About a dozen students between 7 and 10 years old, led by a Parks and Recreation Department employee, entered the garden after school Tuesday and found Hudson's body, said department spokeswoman Kip Walsh.
"They walked to the garden as they always do to check on the vegetables they planted," she said. "One of the children saw the body, and they immediately called 911."
Homicide Sgt. Dom Arotzarena said it appeared Hudson, 47, was killed inside the enclosure. "None of the evidence indicates that she was dumped at the scene," Arotzarena said. "We're not ruling anything out, of course, but it appears so far that she was killed there in the garden area."
Investigators confirmed that Hudson suffered severe trauma but declined to say how she was killed.
Hudson is the youngest of five siblings who grew up in foster care in Berkeley and Oakland, said her sister, Brenda Smith. She said their mother was mentally ill and their father was absent. Hudson was 2 when the siblings went into foster care, she said.
"Cynthia's been homeless for many, many years, literally living on the streets for at least 10 years," said Smith, 52. "She's been mentally ill all her life, and she's been in and out of jail for a long time."
The family stabilized when the siblings were taken in by Sallie Anne Jones, who became their foster mother and looked after them even as adults, Smith said.
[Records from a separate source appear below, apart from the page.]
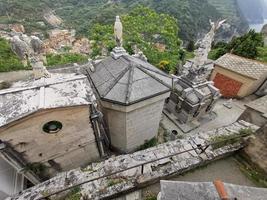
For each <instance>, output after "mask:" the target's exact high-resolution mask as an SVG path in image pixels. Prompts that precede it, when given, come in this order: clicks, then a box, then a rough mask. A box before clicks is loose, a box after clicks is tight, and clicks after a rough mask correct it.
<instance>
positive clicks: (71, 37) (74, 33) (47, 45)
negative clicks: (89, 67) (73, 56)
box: [44, 29, 91, 55]
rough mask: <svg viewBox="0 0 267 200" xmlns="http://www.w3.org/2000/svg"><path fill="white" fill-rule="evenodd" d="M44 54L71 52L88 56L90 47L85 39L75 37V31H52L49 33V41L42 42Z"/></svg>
mask: <svg viewBox="0 0 267 200" xmlns="http://www.w3.org/2000/svg"><path fill="white" fill-rule="evenodd" d="M44 46H45V52H46V53H60V52H66V51H67V52H71V53H79V54H87V55H88V54H90V53H91V45H90V41H89V40H88V39H87V38H79V39H76V37H75V30H71V31H69V30H60V29H53V30H51V31H50V32H49V39H47V40H46V41H45V42H44Z"/></svg>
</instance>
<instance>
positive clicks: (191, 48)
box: [186, 40, 195, 52]
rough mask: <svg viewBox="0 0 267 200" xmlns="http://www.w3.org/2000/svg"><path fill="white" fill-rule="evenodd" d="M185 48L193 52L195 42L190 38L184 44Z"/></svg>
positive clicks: (188, 50)
mask: <svg viewBox="0 0 267 200" xmlns="http://www.w3.org/2000/svg"><path fill="white" fill-rule="evenodd" d="M186 50H187V51H189V52H193V51H194V50H195V42H194V41H192V40H190V41H189V42H188V44H187V46H186Z"/></svg>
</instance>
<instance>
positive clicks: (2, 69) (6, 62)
mask: <svg viewBox="0 0 267 200" xmlns="http://www.w3.org/2000/svg"><path fill="white" fill-rule="evenodd" d="M22 69H25V67H24V66H23V65H22V63H21V61H20V60H19V58H18V57H17V56H16V55H15V54H14V53H13V51H12V50H11V47H10V44H9V42H8V41H7V40H5V39H4V38H0V72H8V71H15V70H22Z"/></svg>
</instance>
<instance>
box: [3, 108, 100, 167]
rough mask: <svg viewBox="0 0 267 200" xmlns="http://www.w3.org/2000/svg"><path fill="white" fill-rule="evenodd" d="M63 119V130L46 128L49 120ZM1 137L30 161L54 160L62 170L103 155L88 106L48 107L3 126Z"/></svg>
mask: <svg viewBox="0 0 267 200" xmlns="http://www.w3.org/2000/svg"><path fill="white" fill-rule="evenodd" d="M53 120H56V121H59V122H61V123H62V124H63V128H62V130H60V131H59V132H58V133H55V134H48V133H45V132H44V131H43V125H44V124H45V123H47V122H49V121H53ZM0 139H1V140H2V141H4V142H7V143H9V144H10V145H11V146H12V147H13V148H14V149H15V150H16V151H17V152H19V153H20V155H21V156H22V157H23V158H24V159H25V160H26V161H27V162H29V163H35V162H37V163H44V164H46V165H48V166H49V167H50V165H49V164H47V161H49V160H53V161H54V162H55V163H57V164H59V166H60V168H61V169H62V170H69V169H73V168H76V167H79V166H81V165H85V164H88V163H89V162H90V161H94V160H96V159H98V158H99V155H98V151H97V147H96V144H95V137H94V133H93V129H92V128H91V125H90V120H89V108H88V106H78V107H69V108H62V109H51V110H44V111H40V112H37V113H34V114H32V115H30V116H28V117H25V118H23V119H20V120H17V121H15V122H13V123H11V124H9V125H7V126H4V127H2V128H1V129H0Z"/></svg>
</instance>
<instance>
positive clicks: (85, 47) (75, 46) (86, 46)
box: [70, 38, 92, 55]
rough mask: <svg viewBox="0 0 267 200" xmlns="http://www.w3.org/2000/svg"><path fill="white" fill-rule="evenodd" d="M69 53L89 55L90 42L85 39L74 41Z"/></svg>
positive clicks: (90, 52)
mask: <svg viewBox="0 0 267 200" xmlns="http://www.w3.org/2000/svg"><path fill="white" fill-rule="evenodd" d="M70 52H72V53H80V54H87V55H89V54H91V53H92V49H91V45H90V41H89V40H88V39H87V38H81V39H76V40H75V41H74V42H73V46H72V49H71V51H70Z"/></svg>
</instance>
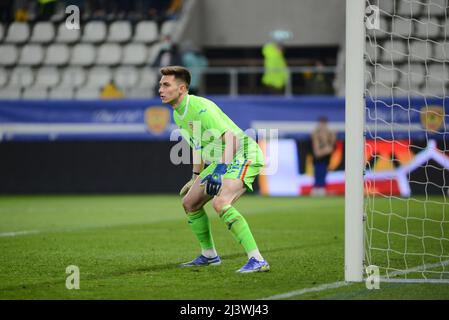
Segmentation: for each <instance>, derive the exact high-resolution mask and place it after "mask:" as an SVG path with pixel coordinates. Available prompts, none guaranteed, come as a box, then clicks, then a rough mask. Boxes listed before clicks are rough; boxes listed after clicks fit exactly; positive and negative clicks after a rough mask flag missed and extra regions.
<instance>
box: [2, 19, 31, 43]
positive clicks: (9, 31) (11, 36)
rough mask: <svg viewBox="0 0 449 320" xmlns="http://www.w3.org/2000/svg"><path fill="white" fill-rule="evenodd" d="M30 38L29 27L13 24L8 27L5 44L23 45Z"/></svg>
mask: <svg viewBox="0 0 449 320" xmlns="http://www.w3.org/2000/svg"><path fill="white" fill-rule="evenodd" d="M29 37H30V27H29V25H28V24H27V23H25V22H13V23H11V24H10V25H9V28H8V33H7V35H6V39H5V42H10V43H24V42H25V41H27V40H28V38H29Z"/></svg>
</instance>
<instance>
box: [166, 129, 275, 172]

After Jones died in the 1990s, Hudson ended up on the streets.
"She didn't spend much time in shelters," Smith said. "My sister lived on the streets -- sometimes she kept all her things in a shopping cart, but she had nowhere to go."
The only bright spot in the past 10 years for Hudson came early last summer when the Berkeley Drop-in Center helped place her in an apartment near downtown Oakland, Smith said.
"I saw her last week," Smith said. "She wasn't using (drugs), and her face looked brighter and healthier. My sister was doing about as good as she ever lived."
Court records show Hudson has been arrested numerous times for drugs and unprovoked attacks on people in Berkeley, including yanking a child off a bike near a school, pushing a woman to the ground and slapping another person in the face. Her most recent arrest came Aug. 21 for allegedly stealing meat and frozen squid from an Oakland market. She has also been held several times for psychiatric observation.
Walsh said the employee who was with the children when Hudson's body was discovered was "very disturbed and upset."
Counselors were on site at Lafayette all day, district officials said, and a letter was sent to parents alerting them of the incident.
It's the second time this year that Lafayette has been a crime scene. In May, a man reportedly entered the school through a hole in a gate and attempted to sexually assault a 6-year-old girl, which prompted the district to add security.
Outside the garden, where children have painted wooden benches and signs labeling each vegetable, there was a single white candle Wednesday, with the handwritten words: "Garden Angel; May her soul rest."
Parents said they occasionally hear gunshots in the neighborhood but believe it is usually safe. But they are starting to question their own perceptions.
"Now I have my kids asking, 'Is Oakland a really bad place to live?' " said Javona Thomas, who saw the police at the garden Tuesday while picking up her 7-year-old son. "This is a nice neighborhood. It's rare that you see cop cars just pull up."